Managing Beam dependencies in Java

Managing your Java dependencies can be challenging, and if not done correctly, it may cause a variety of problems, as incompatibilities may arise when using specific and previously untested combinations.

To make that process easier, Beam now provides Bill of Materials (BOM) artifacts that will help dependency management tools to select compatible combinations.

We hope this will make it easier for you to use Apache Beam, and have a simpler transition when upgrading to newer versions.

When bringing incompatible classes and libraries, the code is susceptible to errors such as NoClassDefFoundError, NoSuchMethodError, NoSuchFieldError, FATAL ERROR in native method.

When importing Apache Beam, the recommended way is to use Bill of Materials (BOMs). The way BOMs work is by providing hints to the dependency management resolution tool, so when a project imports unspecified or ambiguous dependencies, it will know what version to use.

There are currently two BOMs provided by Beam:

  • beam-sdks-java-bom, which manages what dependencies of Beam will be used, so you can specify the version only once.
  • beam-sdks-java-io-google-cloud-platform-bom, a more comprehensive list, which manages Beam, along with GCP client and third-party dependencies.

Since errors are more likely to arise when using third-party dependencies, that’s the one that is recommended to use to minimize any conflicts.

In order to use BOM, the artifact has to be imported to your Maven or Gradle dependency configurations. For example, to use beam-sdks-java-io-google-cloud-platform-bom, the following changes have to be done (and make sure that BEAM_VERSION is replaced by a valid version):

Maven

<dependencyManagement>
  <dependencies>
    <dependency>
      <groupId>org.apache.beam</groupId>
      <artifactId>beam-sdks-java-google-cloud-platform-bom</artifactId>
      <version>BEAM_VERSION</version>
      <type>pom</type>
      <scope>import</scope>
    </dependency>
  </dependencies>
</dependencyManagement>

Gradle

dependencies {
    implementation(platform("org.apache.beam:beam-sdks-java-google-cloud-platform-bom:BEAM_VERSION"))
}

After importing the BOM, specific version pinning of dependencies, for example, anything for org.apache.beam, io.grpc, com.google.cloud ( including libraries-bom) may be removed.

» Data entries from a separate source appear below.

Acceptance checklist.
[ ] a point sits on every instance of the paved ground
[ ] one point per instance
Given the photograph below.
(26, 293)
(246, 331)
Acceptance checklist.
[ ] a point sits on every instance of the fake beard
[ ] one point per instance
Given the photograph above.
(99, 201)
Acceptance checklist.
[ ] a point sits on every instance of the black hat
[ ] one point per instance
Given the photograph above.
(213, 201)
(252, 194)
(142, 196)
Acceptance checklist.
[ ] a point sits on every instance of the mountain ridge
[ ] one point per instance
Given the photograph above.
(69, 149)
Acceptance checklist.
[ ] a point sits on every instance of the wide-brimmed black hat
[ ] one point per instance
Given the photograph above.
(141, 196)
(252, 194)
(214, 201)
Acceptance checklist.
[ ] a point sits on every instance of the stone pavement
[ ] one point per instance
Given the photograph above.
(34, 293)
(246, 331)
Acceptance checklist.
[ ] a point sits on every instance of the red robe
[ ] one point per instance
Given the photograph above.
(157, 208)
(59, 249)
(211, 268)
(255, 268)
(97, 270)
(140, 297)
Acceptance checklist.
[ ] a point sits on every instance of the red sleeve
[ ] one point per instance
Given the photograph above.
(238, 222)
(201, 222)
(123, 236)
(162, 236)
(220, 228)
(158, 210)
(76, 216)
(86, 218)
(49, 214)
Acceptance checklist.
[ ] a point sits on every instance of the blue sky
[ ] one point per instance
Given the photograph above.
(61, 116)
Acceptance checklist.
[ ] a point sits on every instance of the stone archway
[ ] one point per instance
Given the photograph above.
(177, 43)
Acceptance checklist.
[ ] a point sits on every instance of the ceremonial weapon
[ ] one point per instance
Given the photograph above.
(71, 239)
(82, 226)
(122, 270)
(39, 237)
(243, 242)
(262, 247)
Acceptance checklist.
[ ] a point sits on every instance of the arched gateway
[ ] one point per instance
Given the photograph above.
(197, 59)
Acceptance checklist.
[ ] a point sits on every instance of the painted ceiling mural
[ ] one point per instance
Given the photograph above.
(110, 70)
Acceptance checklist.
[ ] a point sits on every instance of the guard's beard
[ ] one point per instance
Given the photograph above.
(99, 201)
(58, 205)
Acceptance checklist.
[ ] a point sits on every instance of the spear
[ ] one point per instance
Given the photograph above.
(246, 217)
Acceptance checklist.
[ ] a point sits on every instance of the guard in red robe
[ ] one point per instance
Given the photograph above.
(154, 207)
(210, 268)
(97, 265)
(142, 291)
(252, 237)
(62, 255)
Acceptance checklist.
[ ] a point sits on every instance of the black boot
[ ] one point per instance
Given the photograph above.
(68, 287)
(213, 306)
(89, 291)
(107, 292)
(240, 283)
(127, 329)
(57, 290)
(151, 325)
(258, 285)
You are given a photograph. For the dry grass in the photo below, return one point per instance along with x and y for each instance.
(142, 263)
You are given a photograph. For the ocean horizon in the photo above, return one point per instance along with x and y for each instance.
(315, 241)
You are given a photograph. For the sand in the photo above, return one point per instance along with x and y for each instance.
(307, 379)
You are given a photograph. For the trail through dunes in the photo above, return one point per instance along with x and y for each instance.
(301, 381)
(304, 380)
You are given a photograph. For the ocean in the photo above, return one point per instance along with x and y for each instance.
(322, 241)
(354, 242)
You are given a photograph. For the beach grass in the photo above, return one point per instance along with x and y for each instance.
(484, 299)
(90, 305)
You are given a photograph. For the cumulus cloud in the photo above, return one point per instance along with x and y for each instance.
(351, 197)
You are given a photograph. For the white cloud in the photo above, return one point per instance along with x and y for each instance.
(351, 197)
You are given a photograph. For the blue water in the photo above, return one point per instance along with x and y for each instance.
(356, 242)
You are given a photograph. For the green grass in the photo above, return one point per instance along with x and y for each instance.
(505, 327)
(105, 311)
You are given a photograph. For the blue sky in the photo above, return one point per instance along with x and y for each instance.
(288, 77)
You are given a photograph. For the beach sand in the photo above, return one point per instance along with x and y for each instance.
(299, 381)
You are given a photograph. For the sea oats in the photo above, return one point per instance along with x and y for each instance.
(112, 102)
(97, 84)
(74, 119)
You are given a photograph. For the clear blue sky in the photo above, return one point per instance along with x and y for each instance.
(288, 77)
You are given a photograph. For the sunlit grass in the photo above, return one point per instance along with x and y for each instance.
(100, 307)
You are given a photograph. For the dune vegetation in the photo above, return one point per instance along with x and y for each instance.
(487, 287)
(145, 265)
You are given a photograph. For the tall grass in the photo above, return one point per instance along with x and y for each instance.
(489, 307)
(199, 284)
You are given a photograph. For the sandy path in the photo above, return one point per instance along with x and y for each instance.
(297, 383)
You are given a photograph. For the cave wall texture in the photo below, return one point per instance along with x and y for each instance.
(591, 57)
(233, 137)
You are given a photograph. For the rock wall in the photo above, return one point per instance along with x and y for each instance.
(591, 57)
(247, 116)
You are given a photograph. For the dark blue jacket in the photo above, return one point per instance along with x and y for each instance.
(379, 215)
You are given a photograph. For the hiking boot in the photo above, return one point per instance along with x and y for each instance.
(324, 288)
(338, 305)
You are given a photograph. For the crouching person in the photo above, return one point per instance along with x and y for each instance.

Do not entirely remove the dependencies, as they are not automatically imported by the BOM. It is important to keep the dependency without specifying a version. For example, in Maven:

<dependency>
  <groupId>org.apache.beam</groupId>
  <artifactId>beam-sdks-java-core</artifactId>
</dependency>

Or Gradle:

implementation("org.apache.beam:beam-sdks-java-core")

For a full list of dependency versions that are managed by a specific BOM, the Maven tool help:effective-pom can be used. For example:

mvn help:effective-pom -f ~/.m2/repository/org/apache/beam/beam-sdks-java-google-cloud-platform-bom/BEAM_VERSION/beam-sdks-java-google-cloud-platform-bom-BEAM_VERSION.pom

The third-party website mvnrepository.com can also be used to display such version information.

We hope you find this useful. Feedback and contributions are always welcome! So feel free to create a GitHub issue, or open a Pull Request if you encounter any problem when using those artifacts.